By default, Kafka clients are configured to automatically publish the schema when an event is produced (auto.register.schemas=true).
In production, it is recommended to publish schemas upstream, via CI/CD after creating or modifying them. The schema registry then checks the compatibility of the changes with the strategy defined for the associated topic (example: with a BACKWARD compatibility aiming at updating consumers before producers of an event, only deletions of fields or additions of optional fields are allowed, which allows the producer to continue working with the old version of the schema).
To avoid the heavy syntax of Avro schemas, it is possible to use the IDL Protocol format which is more condensed and allows you to generate Avro schemas. Each event can then be stored individually in configuration management under its IDL version.
Example of a deployment pipeline:
avdl2avsc : uses the "idl2schema" command of the "org.apache.avro:avro-tools" utility
avsc2java : generate the sources via the goal "schema" of the "avro-maven-plugin" plugin
test-compatibility : use the "test-compatibility" goal of the kafka-schema-registry-maven-plugin
register : uses the "register" goal of the kafka-schema-registry-maven-plugin
Applications can then declare a dependency on the events they produce or consume via Maven.
Topics and ACLs
Topics and ACLs can be deployed using Kafka GitOps, an open source product available here: https://github.com/devshawn/kafka-gitops.

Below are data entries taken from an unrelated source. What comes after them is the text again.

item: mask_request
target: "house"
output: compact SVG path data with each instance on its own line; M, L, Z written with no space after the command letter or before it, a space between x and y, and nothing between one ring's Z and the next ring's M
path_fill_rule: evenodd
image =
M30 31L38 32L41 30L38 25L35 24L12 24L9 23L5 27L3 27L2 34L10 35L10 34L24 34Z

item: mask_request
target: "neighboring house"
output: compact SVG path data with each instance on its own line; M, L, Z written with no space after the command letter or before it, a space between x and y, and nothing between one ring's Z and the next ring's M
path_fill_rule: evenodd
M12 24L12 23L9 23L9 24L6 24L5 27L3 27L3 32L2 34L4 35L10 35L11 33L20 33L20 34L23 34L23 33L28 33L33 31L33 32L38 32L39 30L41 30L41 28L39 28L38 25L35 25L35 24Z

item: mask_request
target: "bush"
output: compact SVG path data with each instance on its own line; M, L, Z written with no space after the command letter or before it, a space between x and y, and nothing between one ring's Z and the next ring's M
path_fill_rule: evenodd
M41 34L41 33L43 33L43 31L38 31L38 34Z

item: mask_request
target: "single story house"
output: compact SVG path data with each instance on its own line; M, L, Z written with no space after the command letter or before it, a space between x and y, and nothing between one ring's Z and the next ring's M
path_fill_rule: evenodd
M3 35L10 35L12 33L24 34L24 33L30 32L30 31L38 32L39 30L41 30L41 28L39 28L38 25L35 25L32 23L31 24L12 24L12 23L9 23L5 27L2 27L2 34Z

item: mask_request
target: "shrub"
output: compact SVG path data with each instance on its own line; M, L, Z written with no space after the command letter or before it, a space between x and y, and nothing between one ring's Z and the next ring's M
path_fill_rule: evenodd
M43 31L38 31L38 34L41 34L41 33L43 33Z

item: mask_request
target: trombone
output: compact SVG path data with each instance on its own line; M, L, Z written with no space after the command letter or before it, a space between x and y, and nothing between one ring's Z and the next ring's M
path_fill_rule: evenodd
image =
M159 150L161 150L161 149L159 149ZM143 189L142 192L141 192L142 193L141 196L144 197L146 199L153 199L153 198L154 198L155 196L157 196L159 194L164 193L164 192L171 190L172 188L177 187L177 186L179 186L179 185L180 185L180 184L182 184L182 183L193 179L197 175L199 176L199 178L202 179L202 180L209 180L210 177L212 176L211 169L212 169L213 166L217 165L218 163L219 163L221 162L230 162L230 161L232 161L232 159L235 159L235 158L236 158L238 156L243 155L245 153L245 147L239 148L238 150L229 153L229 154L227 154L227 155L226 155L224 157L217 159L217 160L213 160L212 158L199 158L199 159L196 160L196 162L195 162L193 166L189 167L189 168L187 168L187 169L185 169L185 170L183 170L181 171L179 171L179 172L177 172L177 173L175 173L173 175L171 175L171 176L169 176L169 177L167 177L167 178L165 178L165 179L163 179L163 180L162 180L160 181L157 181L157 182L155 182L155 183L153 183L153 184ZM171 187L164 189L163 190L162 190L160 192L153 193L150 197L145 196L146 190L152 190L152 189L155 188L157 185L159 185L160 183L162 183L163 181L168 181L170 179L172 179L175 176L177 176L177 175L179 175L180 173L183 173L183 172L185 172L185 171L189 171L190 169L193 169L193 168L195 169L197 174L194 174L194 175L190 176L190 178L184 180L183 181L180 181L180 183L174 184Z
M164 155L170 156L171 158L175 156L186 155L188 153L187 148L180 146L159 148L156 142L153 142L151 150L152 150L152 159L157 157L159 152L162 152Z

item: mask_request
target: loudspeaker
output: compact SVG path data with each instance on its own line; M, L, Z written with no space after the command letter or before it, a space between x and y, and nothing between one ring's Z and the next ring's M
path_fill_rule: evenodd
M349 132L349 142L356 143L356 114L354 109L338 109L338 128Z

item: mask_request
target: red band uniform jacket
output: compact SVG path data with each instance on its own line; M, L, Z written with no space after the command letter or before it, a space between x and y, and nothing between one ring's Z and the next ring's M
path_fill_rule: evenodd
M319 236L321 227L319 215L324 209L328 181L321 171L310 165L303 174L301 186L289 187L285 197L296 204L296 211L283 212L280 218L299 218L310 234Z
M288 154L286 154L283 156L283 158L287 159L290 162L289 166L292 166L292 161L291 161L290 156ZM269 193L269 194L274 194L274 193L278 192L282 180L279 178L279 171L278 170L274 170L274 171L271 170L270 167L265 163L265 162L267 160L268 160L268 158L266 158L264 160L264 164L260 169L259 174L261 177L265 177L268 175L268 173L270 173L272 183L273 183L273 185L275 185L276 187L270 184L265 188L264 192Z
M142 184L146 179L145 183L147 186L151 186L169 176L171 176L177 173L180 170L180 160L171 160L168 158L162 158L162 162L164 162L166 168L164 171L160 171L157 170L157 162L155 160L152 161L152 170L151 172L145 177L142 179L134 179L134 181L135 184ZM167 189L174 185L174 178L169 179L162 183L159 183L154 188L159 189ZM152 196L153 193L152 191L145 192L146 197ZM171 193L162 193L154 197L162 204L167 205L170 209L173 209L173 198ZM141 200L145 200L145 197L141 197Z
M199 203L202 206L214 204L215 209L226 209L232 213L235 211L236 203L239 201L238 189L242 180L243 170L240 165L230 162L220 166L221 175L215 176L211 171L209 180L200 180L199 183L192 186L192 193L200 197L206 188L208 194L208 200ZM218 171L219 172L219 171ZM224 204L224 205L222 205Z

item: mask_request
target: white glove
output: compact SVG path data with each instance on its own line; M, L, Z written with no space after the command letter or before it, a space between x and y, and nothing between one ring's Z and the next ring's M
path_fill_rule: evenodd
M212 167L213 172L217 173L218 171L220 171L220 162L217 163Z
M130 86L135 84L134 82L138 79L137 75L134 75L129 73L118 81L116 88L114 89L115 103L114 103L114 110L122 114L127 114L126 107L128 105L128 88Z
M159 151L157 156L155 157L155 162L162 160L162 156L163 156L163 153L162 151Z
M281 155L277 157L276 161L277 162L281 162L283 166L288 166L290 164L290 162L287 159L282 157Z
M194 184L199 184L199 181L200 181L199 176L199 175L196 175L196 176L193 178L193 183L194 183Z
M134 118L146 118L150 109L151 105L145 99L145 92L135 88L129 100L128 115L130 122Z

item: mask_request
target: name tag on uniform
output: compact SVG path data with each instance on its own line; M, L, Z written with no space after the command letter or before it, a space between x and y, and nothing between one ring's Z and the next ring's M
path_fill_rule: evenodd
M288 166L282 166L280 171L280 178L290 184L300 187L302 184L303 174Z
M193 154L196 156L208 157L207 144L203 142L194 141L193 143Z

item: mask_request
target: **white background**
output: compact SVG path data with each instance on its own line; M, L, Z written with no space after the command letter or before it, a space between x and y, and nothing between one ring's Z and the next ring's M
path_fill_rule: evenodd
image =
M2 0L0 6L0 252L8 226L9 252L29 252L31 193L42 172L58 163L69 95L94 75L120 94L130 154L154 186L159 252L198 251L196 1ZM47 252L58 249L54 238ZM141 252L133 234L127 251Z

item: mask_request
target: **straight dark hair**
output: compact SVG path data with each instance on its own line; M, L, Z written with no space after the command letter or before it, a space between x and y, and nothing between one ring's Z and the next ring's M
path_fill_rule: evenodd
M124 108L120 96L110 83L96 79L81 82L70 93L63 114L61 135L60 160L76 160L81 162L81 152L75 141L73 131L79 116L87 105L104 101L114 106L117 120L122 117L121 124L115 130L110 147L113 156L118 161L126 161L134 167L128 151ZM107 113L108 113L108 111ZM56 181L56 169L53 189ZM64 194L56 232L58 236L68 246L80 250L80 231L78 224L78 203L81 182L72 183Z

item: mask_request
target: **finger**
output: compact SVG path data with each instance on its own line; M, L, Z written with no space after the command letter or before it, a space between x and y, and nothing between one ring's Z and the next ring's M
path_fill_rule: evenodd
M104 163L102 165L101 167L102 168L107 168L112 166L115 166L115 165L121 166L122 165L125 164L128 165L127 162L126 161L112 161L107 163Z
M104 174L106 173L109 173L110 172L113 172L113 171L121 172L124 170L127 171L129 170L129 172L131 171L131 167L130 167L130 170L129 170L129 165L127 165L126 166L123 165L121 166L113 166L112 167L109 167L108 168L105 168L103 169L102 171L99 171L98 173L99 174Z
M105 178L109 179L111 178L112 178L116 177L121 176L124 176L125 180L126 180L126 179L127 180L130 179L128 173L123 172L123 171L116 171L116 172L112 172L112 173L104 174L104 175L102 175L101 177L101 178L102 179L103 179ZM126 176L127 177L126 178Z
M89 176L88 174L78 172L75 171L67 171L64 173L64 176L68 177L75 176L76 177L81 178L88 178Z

Kafka GitOps allows to define a desired state via Yaml files:
- Topics and associated settings
- Services using topics and associated accounts
It provides a CLI that allows you to apply changes from a previous state.
The elements presented in this section allow us to tackle the main challenges of implementing an event-driven architecture with Kafka.
The routing and processing of events is guaranteed by the multiplication of brokers and the 'at-least-once delivery' configuration of Kafka. It is also necessary to guard against the occurrence of duplicate events that will inevitably occur due to the distributed nature of the system. This ensures that an event that occurs in the system is always taken into account by the components that subscribe to it and offers the same level of reliability as with synchronous exchanges.
Furthermore, the applications that make up the system must speak the same language, which must be able to evolve over time. We have seen here that the schema registry is a good way to achieve this by centralizing the format of all the events and by making it possible to test the compatibility at the time of the production of an event, as well as at the time of the publication of a new version of an event.
Finally, to facilitate maintenance and the construction of new event flows, it is necessary to industrialize the deployment of the various artifacts that make the event architecture work (topics, schemas, ACLs, etc.). This will make life easier for your teams that will have to build other flows on the Kafka technical base and facilitate the generalization of the event-driven architecture on the system.